[Python-Dev] Bytes path support

Paul Moore p.f.moore at gmail.com
Sat Aug 23 19:40:37 CEST 2014


On 23 August 2014 16:15, Oleg Broytman <phd at phdru.name> wrote:
> On Sat, Aug 23, 2014 at 06:02:06PM +0900, "Stephen J. Turnbull" <stephen at xemacs.org> wrote:
>> And that's the big problem with Oleg's complaint, too.  It's not at
>> all clear what he wants
>
>    The first thing is I want to understand why people continue to refer
> to Unix was as "broken". Better yet, to persuade them it's not.

Generally, it seems to be mostly a reaction to the repeated claims
that Python, or Windows, or whatever, is "broken". Unix advocates (not
yourself) are prone to declaring anything *other* than the Unix model
as "broken", so it's tempting to give them a taste of their own
medicine.

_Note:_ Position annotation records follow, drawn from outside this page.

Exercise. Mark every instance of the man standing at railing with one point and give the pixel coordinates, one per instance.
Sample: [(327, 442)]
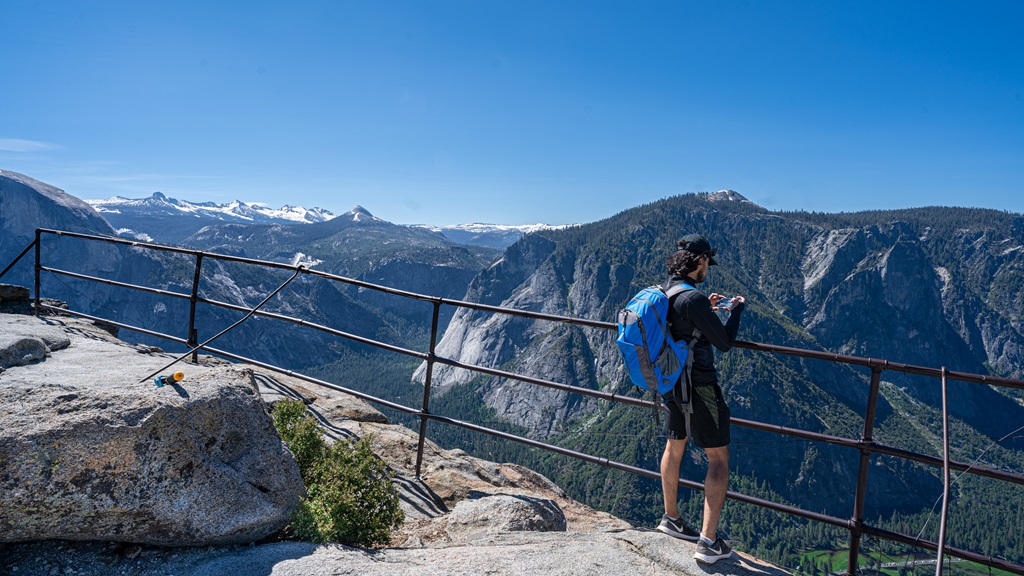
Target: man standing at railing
[(691, 315)]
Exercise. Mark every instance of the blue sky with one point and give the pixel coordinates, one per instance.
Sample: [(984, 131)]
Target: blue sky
[(518, 112)]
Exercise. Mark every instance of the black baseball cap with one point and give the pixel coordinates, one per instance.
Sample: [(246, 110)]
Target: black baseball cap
[(698, 245)]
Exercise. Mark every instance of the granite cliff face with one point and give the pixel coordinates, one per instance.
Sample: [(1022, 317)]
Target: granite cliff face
[(932, 288)]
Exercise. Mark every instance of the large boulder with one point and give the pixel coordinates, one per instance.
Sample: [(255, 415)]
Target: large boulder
[(88, 452)]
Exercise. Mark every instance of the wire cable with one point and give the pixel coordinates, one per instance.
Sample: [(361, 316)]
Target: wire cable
[(229, 328)]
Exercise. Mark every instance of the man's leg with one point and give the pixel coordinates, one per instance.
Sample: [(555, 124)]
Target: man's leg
[(716, 485), (671, 460)]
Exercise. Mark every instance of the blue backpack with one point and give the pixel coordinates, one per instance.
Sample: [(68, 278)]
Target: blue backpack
[(653, 360)]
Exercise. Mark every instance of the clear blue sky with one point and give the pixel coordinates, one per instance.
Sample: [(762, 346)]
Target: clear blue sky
[(518, 112)]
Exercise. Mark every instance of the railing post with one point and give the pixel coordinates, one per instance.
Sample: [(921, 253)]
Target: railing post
[(39, 265), (193, 335), (426, 389), (865, 460)]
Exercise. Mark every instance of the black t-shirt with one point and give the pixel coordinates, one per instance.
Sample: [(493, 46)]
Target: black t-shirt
[(691, 309)]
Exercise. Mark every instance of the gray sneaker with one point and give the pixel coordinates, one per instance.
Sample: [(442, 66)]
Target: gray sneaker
[(713, 552), (678, 529)]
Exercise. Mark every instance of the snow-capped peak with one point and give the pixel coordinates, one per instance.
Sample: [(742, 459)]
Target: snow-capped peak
[(233, 211), (359, 214), (727, 196)]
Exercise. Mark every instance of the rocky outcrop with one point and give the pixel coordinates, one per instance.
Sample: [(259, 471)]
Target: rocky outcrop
[(464, 515), (88, 452), (24, 340)]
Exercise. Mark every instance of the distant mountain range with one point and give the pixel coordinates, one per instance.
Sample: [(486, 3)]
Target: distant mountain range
[(171, 220), (926, 286)]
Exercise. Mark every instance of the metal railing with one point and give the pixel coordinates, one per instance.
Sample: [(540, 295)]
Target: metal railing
[(865, 445)]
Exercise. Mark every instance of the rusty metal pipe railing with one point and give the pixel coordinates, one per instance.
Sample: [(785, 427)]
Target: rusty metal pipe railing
[(865, 445), (17, 258)]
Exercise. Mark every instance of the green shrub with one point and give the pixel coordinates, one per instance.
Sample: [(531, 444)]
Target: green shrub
[(349, 494)]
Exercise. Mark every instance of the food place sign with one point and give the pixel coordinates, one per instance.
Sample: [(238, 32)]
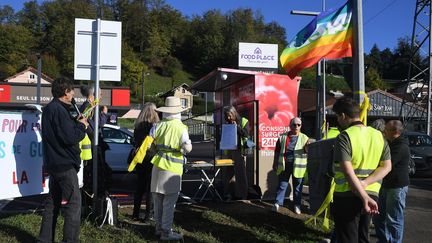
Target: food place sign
[(258, 55)]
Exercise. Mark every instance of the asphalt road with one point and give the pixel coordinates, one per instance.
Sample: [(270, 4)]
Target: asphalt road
[(418, 213)]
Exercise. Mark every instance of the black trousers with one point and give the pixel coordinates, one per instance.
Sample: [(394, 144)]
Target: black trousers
[(143, 172), (351, 224), (63, 193)]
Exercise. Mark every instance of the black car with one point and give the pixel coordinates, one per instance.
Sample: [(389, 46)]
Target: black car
[(421, 152)]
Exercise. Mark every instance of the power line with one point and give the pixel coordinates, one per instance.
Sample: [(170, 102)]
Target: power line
[(380, 12)]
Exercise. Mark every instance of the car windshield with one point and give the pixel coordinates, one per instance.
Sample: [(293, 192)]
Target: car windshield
[(420, 140)]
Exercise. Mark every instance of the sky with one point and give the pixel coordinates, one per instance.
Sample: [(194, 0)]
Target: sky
[(384, 20)]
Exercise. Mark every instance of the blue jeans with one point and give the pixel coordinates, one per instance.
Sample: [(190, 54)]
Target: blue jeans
[(389, 223), (283, 185)]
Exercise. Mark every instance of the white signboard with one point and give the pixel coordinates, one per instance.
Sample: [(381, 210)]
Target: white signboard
[(258, 55), (86, 51), (21, 155)]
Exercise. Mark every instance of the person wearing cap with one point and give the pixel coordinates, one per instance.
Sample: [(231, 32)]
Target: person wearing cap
[(291, 159), (171, 140)]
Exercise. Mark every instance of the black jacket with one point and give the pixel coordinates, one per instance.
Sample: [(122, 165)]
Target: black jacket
[(60, 137), (400, 156)]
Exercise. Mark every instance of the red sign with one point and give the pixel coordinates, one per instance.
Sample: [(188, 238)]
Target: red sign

Sorry for that (to the extent that I was one of the people
doing so).

Rhetoric aside, none of Unix, Windows or Python are "broken". They
just react in different ways to fundamentally difficult edge cases.

But expecting Python (a cross-platform language) to prefer the Unix
model is putting all the pain on non-Unix users of Python, which I
don't feel is reasonable. Let's all compromise a little.

Paul

PS The key thing *I* think is a problem with the Unix behaviour is
that it treats filenames as bytes rather than Unicode. People name
files using *characters*. So every filename is semantically text, in
the mind of the person who created it. Unix enforces a transformation
to bytes, but does not retain the encoding of those bytes. So
information about the original author's intent is lost. But that's a
historical fact, baked into Unix at a low level. Whether that's
"broken" or just "something to deal with" is not important to me.